Sculptor’s belongings underneath administration, which as soon as exceeded a price of greater than $50 billion, are actually simply $36.9 billion.
“Sculptor’s huge underperformance throughout each the market’s upswing in 2021, and the market’s decline in 2022, has created a efficiency chasm unprecedented within the firm’s historical past,” in accordance with the submitting.
The previous govt alleges that whereas Levin introduced “huge returns to his personal pockets,” he “delivered lower than mediocre efficiency to the restricted companions in Sculptor’s funding funds, and the corporate’s inventory value has collapsed.”
Och wasn’t all the time shy of paying Levin above market worth.
Levin, who joined Sculptor in 2006 when it was then often called Och-Ziff, turned a star of Sculptor’s credit score enterprise and labored his means up the ranks underneath the mentoring of Och.

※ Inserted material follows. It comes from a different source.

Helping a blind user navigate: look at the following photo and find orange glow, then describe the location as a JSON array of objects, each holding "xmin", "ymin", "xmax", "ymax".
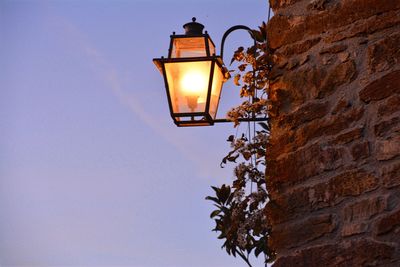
[{"xmin": 165, "ymin": 60, "xmax": 223, "ymax": 117}]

In 2017, Och appointed Levin, who was then simply 33 years previous, as co-CIO and famously awarded him a $280 million pay package.
However their relationship went chilly when Och stepped down in 2018 and appointed outsider Robert Shafir to take his place as CEO. The outgoing boss and Levin reportedly clashed over a variety of points, together with the well being of the agency’s steadiness sheet.
Levin rode out Shafir’s appointment and was lastly made CEO in June 2020, which result in a wave of board exits. The court docket submitting notes seven administrators have left the corporate’s board since January 2020, together with 5 who resigned in the midst of their phrases, with Levin’s pay on the coronary heart of many disputes.
“Levin has capitalized on these departures to nominate administrators who seem handpicked to serve his pursuits,” the plaintiffs write.
One board director, J Morgan Rutman, give up final 12 months claiming he was frozen out of the choice over Levin’s compensation after he opposed it. He wrote in his resignation letter that the board had “fallen into the lure of viewing Mr. Levin as irreplaceable.”
The remaining members of the board have a detailed relationship with Levin.
Wayne Cohen, Sculptor’s chief working officer whose vote was a deciding consider Levin’s pay bundle, experiences on to Levin and is “subsequently plainly not unbiased of Mr. Levin,” the court docket plaintiffs allege.
One other Chairperson Marcy Engel, who led the committee that negotiated Levin’s pay, noticed her personal compensation for serving on the board virtually double in 2021, the grievance stated.
Levin and Och are the 2 largest shareholders of Sculptors, holding 20.2% and 14.4% of its voting energy, respectively.
Sculptor didn’t reply to Fortune’s request for remark by the point of publication.